My heart knocks on my skin. Someone said
winter has broken his windows. The heat inside
and the cold outside sent lightning across glass.
Today my heart wears you like curtains. Today
it fills with you. The window in my room
is full of leaves ready to fall. Chada, you say. It’s tea.
We drink. It is cold outside.

A Theory of Intimacy by Destiny O. Birdsong

Sometimes I want a man not to touch me.
I want us to sit on opposite ends of the couch
And eat Doritos, like that time me and David emptied
The box of ice cream bars in his jeep outside Walgreens.
I was twenty and my stomach would take anything.
Sometimes I want a man to wrap himself around me
So tightly that I forget where I end. Or that I have
An end, and I become the whole room: tympanic, with granules
Of starlight singing in me like shards of milk.
At sixteen I thought cramps and sadness would kill me.
They could walk through me at any moment; I was an airport chapel
Of dimmed lights and poems written by white men, and they
Were as formless as the demons who carried away Tony Goldwyn
In Ghost. Men I still love have turned into these. Sometimes,
I come close enough to watch them sleeping
Just to see if I can detect the moment it happens.

I Don’t Miss It by Tracy K. Smith

But sometimes I forget where I am,
Imagine myself inside that life again.

Recalcitrant mornings. Sun perhaps,
Or more likely colorless light

Filtering its way through shapeless cloud.

And when I begin to believe I haven’t left,
The rest comes back. Our couch. My smoke

Climbing the walls while the hours fall.
Straining against the noise of traffic, music,

Anything alive, to catch your key in the door.
And that scamper of feeling in my chest,

As if the day, the night, wherever it is
I am by then, has been only a whir

Of something other than waiting.

We hear so much about what love feels like.
Right now, today, with the rain outside,

And leaves that want as much as I do to believe
In May, in seasons that come when called,

It’s impossible not to want
To walk into the next room and let you

Run your hands down the sides of my legs,
Knowing perfectly well what they know.

His Morning Meditations by Jay Parini

My father in this lonely room of prayer
listens at the window
in the little house of his own dreams.

He has come a long way just to listen,
over seas and sorrow, through the narrow gate
of his deliverance.

And he dwells here now,
beyond the valley and the shadow, too,
in silence mustered day by dawn.

It has come to this sweet isolation
in the eye of God, the earliest of mornings
in his chambered skull, this frost of thought.
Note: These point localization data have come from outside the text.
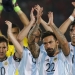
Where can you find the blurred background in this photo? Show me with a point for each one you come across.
(62, 9)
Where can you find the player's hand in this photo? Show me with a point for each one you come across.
(32, 17)
(9, 24)
(39, 11)
(50, 16)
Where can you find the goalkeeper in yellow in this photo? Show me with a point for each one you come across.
(15, 28)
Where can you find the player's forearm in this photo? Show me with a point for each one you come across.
(34, 49)
(45, 25)
(24, 32)
(61, 38)
(63, 28)
(15, 43)
(23, 17)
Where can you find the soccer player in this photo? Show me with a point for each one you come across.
(55, 59)
(9, 65)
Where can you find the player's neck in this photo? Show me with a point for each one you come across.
(73, 43)
(57, 51)
(1, 60)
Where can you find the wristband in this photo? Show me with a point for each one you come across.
(71, 18)
(17, 8)
(1, 7)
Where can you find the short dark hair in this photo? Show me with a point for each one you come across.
(3, 39)
(72, 25)
(48, 33)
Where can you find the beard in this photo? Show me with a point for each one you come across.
(50, 52)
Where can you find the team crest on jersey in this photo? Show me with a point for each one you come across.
(6, 63)
(55, 59)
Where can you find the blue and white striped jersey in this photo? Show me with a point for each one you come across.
(8, 67)
(72, 57)
(28, 64)
(57, 65)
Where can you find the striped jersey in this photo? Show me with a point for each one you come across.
(28, 64)
(8, 67)
(57, 65)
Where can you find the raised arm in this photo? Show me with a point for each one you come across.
(24, 32)
(31, 38)
(24, 19)
(44, 24)
(61, 38)
(1, 7)
(63, 28)
(18, 47)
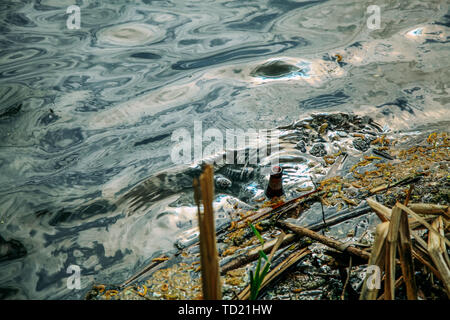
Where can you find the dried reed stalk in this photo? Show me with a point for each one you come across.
(292, 259)
(391, 252)
(377, 258)
(428, 208)
(438, 251)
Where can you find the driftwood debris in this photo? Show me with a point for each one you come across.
(292, 259)
(395, 233)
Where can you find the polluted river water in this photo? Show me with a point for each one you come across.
(87, 115)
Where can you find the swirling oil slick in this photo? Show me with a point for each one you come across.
(86, 115)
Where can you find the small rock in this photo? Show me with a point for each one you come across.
(222, 182)
(361, 144)
(318, 150)
(301, 146)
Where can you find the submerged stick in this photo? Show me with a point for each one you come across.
(292, 259)
(406, 259)
(335, 244)
(377, 257)
(208, 250)
(437, 250)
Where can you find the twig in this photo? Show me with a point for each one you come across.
(252, 255)
(292, 259)
(338, 245)
(377, 258)
(422, 221)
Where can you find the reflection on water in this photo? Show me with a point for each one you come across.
(87, 114)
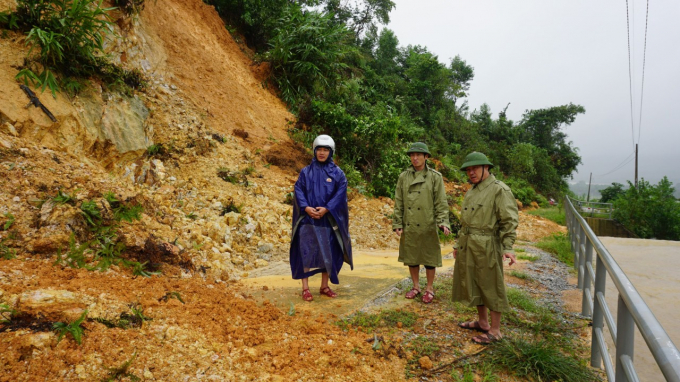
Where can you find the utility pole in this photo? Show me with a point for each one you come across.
(636, 166)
Naming the Heartbeats by Aimee Nuzhukumatathil

I’ve become the person who says Darling, who says Sugarpie,
Honeybunch, Snugglebear—and that’s just for my children.
What I call my husband is unprintable. You’re welcome. I am
his sweetheart, and finally, finally—I answer to his call and his
alone. Animals are named for people, places, or perhaps a little
Latin. Plants invite names for colors or plant-parts. When you
get a group of heartbeats together you get names that call out
into the evening’s first radiance of planets: a quiver of cobras,
a maelstrom of salamanders, an audience of squid, or an ostentation
of peacocks. But what is it called when creatures on this earth curl
and sleep, when shadows of moons we don’t yet know brush across
our faces? And what is the name for the movement we make when
we wake, swiping hand or claw or wing across our face, like trying
to remember a path or a river we’ve only visited in our dreams.